The Little Chickens And The Dumb Cluck
“One little, two little, three little … chickens?”
That is what we had a month or so ago. Fifteen peeping balls of yellowish fuzz. Oh, so cute.
Now, they are chickenish teenagers, scruffy half-feathered squawkers nearly ready to meet the rest of the flock.
Our 25 grown hens and two roosters occupy a partitioned portion of our big old barn. Two teardrop-shaped runways stretch into the field on the barn’s south side.
A half-dozen years ago, when we got our first batch of chicks, we raised them to layer size inside the garage, in a series of cardboard boxes. We started with the egg boxes one can get in supermarkets and finished with appliance-size cardboard containers from the good folks at Syktich Appliance.
That worked, after a fashion. But the natural dampness of our garage, and the chick-supplied dampness from their doo-doo, made for messy, smelly boxes that required frequent replacement.
So I made a “young chicken condo” from discarded paneling and chicken wire. It can sit on the dirt floor in the main chicken house, separating the youngsters from the adults while allowing each group to get somewhat used to the other group.
Two weeks ago, the once-cute peeps had attained the aforementioned teenage status, and thought pretty highly of themselves. They would attempt to flutter-fly out of the cardboard boxes and chirp and squawk as though they were important.
My wife and I carried the teenaged chicks, box and all, into the barn and plopped them into the condo, separated only by plastic mesh from full-grown chickens at least four times their size.
The two roosters ignored the chicks; their interest lies exclusively with breeding-age hens. The hens eyed the newcomers suspiciously, anticipating the day when they would be initiated into the bottom of the pecking order.
It’s a standoff, for the time being.
Full integration of the new chickens into the flock is always accompanied by a month-long flurry of re-establishing the pecking order. Young full-grown birds will attempt to displace older birds near the food and water, on the roosts, in the nesting boxes. Much squawking and flapping, and less bloodletting than might be imagined, accompany these rituals.

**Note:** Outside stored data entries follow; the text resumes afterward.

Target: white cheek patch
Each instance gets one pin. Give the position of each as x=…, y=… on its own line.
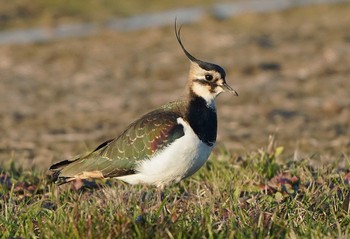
x=204, y=92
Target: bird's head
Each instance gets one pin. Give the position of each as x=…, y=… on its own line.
x=206, y=80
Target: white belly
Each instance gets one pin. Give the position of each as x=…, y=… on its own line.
x=181, y=159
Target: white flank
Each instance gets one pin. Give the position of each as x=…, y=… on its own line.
x=179, y=160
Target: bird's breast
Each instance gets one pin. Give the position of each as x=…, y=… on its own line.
x=179, y=160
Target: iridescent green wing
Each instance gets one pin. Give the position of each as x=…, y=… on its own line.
x=140, y=141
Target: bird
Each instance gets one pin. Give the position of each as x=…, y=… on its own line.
x=163, y=146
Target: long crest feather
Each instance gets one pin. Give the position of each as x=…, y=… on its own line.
x=178, y=36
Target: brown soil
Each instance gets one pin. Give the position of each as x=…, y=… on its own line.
x=290, y=68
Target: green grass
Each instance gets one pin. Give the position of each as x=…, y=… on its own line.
x=253, y=196
x=27, y=13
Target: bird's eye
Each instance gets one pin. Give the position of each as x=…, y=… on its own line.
x=208, y=77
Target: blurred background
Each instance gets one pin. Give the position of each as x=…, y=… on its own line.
x=75, y=73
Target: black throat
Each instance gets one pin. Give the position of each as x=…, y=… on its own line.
x=202, y=119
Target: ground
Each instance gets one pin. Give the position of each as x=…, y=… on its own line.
x=291, y=71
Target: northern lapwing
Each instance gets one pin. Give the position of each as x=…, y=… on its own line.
x=164, y=146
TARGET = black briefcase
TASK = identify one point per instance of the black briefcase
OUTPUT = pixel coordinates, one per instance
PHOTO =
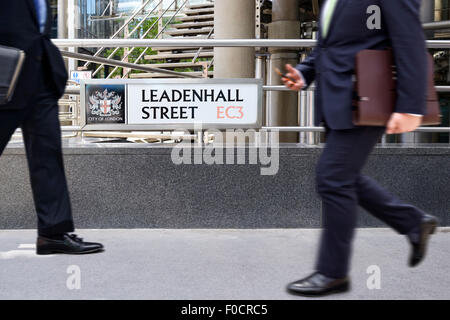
(11, 62)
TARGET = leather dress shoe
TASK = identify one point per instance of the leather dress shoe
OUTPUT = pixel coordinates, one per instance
(419, 246)
(319, 285)
(68, 244)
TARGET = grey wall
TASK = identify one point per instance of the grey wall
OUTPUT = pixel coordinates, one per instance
(141, 188)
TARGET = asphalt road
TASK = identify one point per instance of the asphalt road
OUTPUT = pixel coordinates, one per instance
(215, 264)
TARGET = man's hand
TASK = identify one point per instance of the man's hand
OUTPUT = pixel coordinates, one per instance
(293, 74)
(403, 122)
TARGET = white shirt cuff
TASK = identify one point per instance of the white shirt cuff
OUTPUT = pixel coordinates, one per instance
(303, 79)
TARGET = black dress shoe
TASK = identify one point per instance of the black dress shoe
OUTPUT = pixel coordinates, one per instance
(68, 244)
(419, 244)
(318, 285)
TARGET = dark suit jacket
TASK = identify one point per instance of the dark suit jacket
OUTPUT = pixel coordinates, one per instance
(331, 64)
(19, 28)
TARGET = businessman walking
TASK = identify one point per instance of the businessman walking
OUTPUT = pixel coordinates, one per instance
(343, 33)
(25, 24)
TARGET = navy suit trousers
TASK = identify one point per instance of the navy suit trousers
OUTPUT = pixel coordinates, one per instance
(342, 188)
(42, 137)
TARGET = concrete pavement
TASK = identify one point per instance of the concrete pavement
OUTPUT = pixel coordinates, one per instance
(214, 264)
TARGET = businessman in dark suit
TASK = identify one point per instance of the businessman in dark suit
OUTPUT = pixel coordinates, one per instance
(344, 32)
(25, 24)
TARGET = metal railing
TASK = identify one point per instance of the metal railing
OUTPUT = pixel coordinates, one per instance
(231, 43)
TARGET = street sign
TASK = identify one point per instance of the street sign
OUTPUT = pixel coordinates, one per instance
(171, 104)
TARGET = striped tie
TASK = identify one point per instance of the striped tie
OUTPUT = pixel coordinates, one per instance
(327, 15)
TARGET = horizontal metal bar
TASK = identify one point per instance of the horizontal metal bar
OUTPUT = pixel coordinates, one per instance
(322, 129)
(154, 43)
(183, 43)
(117, 63)
(76, 90)
(280, 129)
(437, 25)
(63, 128)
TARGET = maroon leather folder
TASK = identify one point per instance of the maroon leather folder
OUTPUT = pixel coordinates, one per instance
(375, 90)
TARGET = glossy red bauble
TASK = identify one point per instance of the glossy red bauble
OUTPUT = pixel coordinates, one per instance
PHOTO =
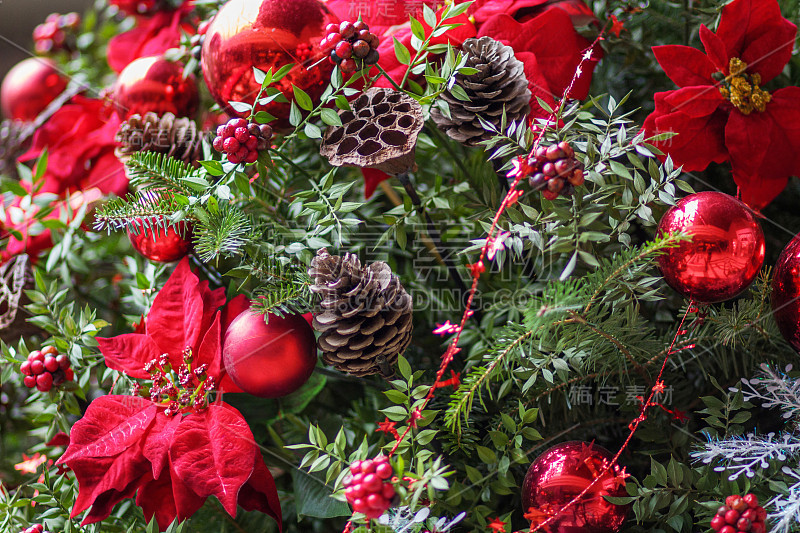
(29, 87)
(559, 475)
(269, 360)
(726, 251)
(786, 293)
(162, 245)
(268, 35)
(155, 84)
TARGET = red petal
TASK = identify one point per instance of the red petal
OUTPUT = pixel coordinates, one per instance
(158, 439)
(698, 101)
(260, 493)
(684, 65)
(129, 353)
(783, 157)
(699, 141)
(715, 49)
(213, 453)
(175, 320)
(756, 32)
(111, 425)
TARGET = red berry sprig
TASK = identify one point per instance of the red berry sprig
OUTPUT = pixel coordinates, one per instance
(740, 515)
(351, 45)
(368, 488)
(242, 140)
(57, 32)
(35, 528)
(46, 368)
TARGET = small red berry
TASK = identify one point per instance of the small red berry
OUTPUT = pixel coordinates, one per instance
(344, 50)
(231, 145)
(718, 522)
(347, 30)
(376, 501)
(372, 482)
(37, 367)
(384, 470)
(241, 134)
(349, 66)
(50, 363)
(44, 382)
(751, 500)
(237, 123)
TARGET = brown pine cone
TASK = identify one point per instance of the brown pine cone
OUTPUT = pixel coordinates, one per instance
(366, 318)
(555, 169)
(499, 86)
(175, 137)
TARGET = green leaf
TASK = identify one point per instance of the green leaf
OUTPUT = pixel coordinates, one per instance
(313, 498)
(402, 53)
(302, 98)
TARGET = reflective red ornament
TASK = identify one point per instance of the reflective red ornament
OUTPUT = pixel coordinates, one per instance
(559, 475)
(162, 245)
(29, 87)
(272, 359)
(786, 293)
(267, 35)
(726, 251)
(155, 84)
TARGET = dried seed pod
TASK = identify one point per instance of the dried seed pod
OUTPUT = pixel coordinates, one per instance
(380, 132)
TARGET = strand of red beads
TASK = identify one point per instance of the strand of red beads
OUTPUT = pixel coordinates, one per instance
(46, 368)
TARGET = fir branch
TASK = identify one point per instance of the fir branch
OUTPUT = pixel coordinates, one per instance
(152, 170)
(222, 234)
(141, 210)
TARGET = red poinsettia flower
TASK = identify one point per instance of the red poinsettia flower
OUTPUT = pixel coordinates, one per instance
(721, 113)
(79, 139)
(171, 448)
(152, 36)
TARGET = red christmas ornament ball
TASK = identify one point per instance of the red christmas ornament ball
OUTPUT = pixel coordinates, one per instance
(786, 293)
(155, 84)
(726, 251)
(272, 359)
(267, 35)
(162, 245)
(29, 87)
(559, 475)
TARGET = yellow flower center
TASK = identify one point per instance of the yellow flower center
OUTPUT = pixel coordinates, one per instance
(742, 90)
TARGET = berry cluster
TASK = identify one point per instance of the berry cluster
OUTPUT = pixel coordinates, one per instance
(57, 32)
(183, 390)
(35, 528)
(46, 368)
(368, 487)
(242, 140)
(555, 169)
(351, 45)
(740, 515)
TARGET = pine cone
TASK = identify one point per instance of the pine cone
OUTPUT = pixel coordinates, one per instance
(500, 83)
(366, 318)
(175, 137)
(14, 136)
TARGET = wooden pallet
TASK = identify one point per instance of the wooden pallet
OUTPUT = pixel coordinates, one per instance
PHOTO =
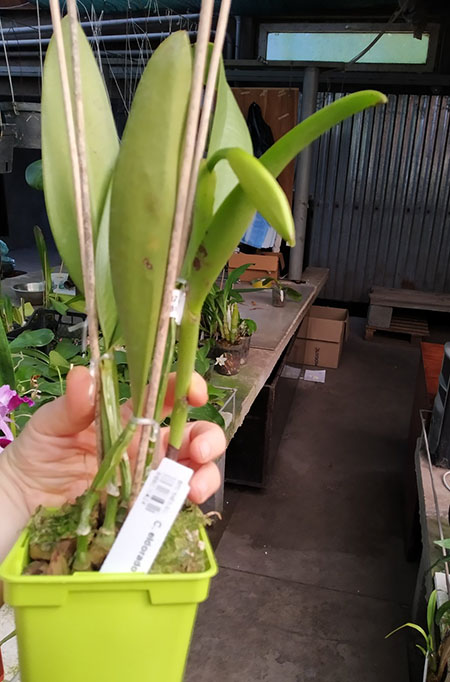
(414, 327)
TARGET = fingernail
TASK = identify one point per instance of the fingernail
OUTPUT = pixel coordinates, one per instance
(91, 393)
(205, 450)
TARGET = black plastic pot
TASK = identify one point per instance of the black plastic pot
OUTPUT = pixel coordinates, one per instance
(278, 297)
(230, 357)
(43, 318)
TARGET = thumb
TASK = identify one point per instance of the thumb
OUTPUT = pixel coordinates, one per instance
(72, 412)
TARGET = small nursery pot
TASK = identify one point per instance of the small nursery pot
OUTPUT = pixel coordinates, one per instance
(278, 297)
(230, 357)
(98, 626)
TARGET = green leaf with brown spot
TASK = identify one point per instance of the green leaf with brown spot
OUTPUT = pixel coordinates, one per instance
(143, 201)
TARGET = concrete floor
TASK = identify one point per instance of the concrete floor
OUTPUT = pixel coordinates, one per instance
(312, 570)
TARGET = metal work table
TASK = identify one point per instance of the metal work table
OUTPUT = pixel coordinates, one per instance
(276, 327)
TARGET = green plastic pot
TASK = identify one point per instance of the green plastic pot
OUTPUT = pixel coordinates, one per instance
(92, 627)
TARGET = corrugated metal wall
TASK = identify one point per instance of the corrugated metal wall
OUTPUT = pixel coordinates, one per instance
(380, 210)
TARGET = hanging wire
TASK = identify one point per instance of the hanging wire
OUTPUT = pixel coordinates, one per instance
(7, 66)
(41, 61)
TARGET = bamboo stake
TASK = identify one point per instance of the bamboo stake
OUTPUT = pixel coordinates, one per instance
(206, 111)
(76, 177)
(177, 237)
(89, 257)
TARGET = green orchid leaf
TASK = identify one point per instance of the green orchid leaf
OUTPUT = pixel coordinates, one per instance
(236, 212)
(203, 212)
(414, 627)
(6, 363)
(33, 175)
(57, 360)
(229, 129)
(431, 613)
(106, 304)
(261, 189)
(441, 611)
(102, 147)
(31, 339)
(143, 201)
(293, 142)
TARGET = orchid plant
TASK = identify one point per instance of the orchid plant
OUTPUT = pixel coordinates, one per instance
(9, 401)
(131, 219)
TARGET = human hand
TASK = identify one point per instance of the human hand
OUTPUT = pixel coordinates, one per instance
(54, 459)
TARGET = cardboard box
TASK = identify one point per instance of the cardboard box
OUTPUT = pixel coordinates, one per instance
(262, 265)
(320, 338)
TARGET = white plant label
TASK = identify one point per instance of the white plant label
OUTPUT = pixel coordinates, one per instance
(150, 519)
(177, 305)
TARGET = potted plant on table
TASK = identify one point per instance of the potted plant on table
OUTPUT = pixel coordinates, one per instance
(221, 322)
(128, 220)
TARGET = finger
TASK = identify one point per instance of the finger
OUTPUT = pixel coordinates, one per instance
(197, 396)
(203, 442)
(204, 483)
(72, 412)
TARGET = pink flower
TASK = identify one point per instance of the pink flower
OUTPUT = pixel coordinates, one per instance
(9, 401)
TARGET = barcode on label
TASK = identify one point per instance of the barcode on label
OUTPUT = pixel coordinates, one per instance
(161, 493)
(150, 519)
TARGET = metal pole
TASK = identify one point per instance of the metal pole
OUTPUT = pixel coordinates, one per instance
(302, 177)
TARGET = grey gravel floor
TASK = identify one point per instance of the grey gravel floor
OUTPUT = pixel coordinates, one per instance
(312, 571)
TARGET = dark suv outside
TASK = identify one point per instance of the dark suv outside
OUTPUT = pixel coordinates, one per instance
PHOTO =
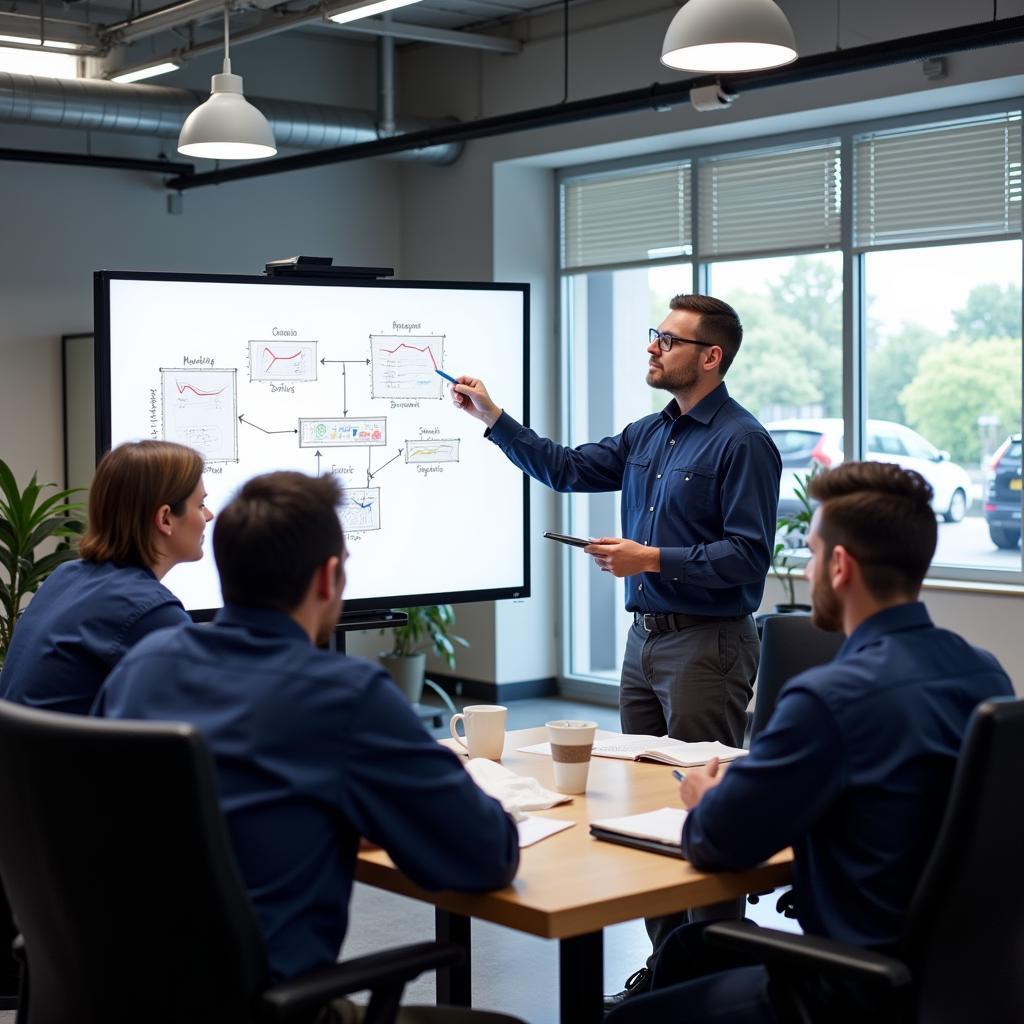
(1003, 495)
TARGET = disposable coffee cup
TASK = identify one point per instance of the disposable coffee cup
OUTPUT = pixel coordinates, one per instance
(571, 742)
(484, 725)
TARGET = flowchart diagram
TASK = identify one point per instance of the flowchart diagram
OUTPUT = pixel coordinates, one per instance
(393, 391)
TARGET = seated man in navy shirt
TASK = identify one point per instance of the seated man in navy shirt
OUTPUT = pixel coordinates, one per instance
(854, 768)
(312, 750)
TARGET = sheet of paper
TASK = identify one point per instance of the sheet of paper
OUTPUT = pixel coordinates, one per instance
(517, 794)
(534, 828)
(545, 748)
(665, 824)
(455, 747)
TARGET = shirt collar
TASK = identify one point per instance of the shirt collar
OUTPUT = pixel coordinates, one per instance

In the meantime, the grown chickens provide their own amusement.
The hens themselves are collectively quite smart – and individually stupid. Call “Chick, chick!” Throw out some scratch grain. Two dozen hens come a-running – while one hen putt-putts in the opposite direction.
On most late afternoons, we open the gate to the chicken run, giving the flock free rein to ramble over the 5 acres of land next to our house and barn.
Ramble, they do.
But, faithful to the cliche, they do return through the open gate and back into their chicken house to roost, well before dark.
The trick, for me, is remembering before I go to bed to go down and close that gate, keeping nighttime predators out and keeping the chickens inside.
Why keep the chickens locked up?
That gets them into the habit of laying their eggs inside the three nesting boxes attached to the chicken house, where they are easily found and retrieved. The hens usually finish the day’s egg-laying by midafternoon. After that, we turn them loose.
Leaving them free to roam earlier would mean that we would have to seek out the eggs that the hens would instinctively hide in long grass, odd corners, beneath bushes, etc.
So we don’t leave them free – intentionally.
It is a fallacy that roosters start to crow at daybreak. Ours crow near 4 a.m., waking the hens, and starting their “day.”
That frequently makes my “day” start at or near that ungodly hour.
“The chickens are out! The chickens are out!” my wife chortles, en route back to bed.
Mumble, grumble.
Slap on slippers, fumble for eyeglasses, slip into yesterday’s dirty jeans, grab a flashlight, stagger to the barn, shoo the wayward chickens back inside, shut the gate.
Start back to the house. Aha! One dumb cluck is still outside. Grab a large fish landing net, suitable for muskies. Stagger after the hen, which does not want to be caught. Trot after the hen. Break into a run. Lose slippers in wet, cold grass. Fling net toward hen and catch hen, sometimes on first fling, sometimes not. Dump squawking hen back into chicken run. Replace net.
Running through dew-cooled grass in bare feet will wake you up. Running of any sort after age 70 will yield pulse-pounding eardrum throbs that sound like the percussion section to a Sousa march.
The hens settle back down. The dogs curl up once the commotion ends. My wife slumbers on.
I am bug-eyed, staring at a computer screen, a full hour or more before daylight. And a whole new crop of chickens is about to add to the excitement.
So who really is the dumb cluck here?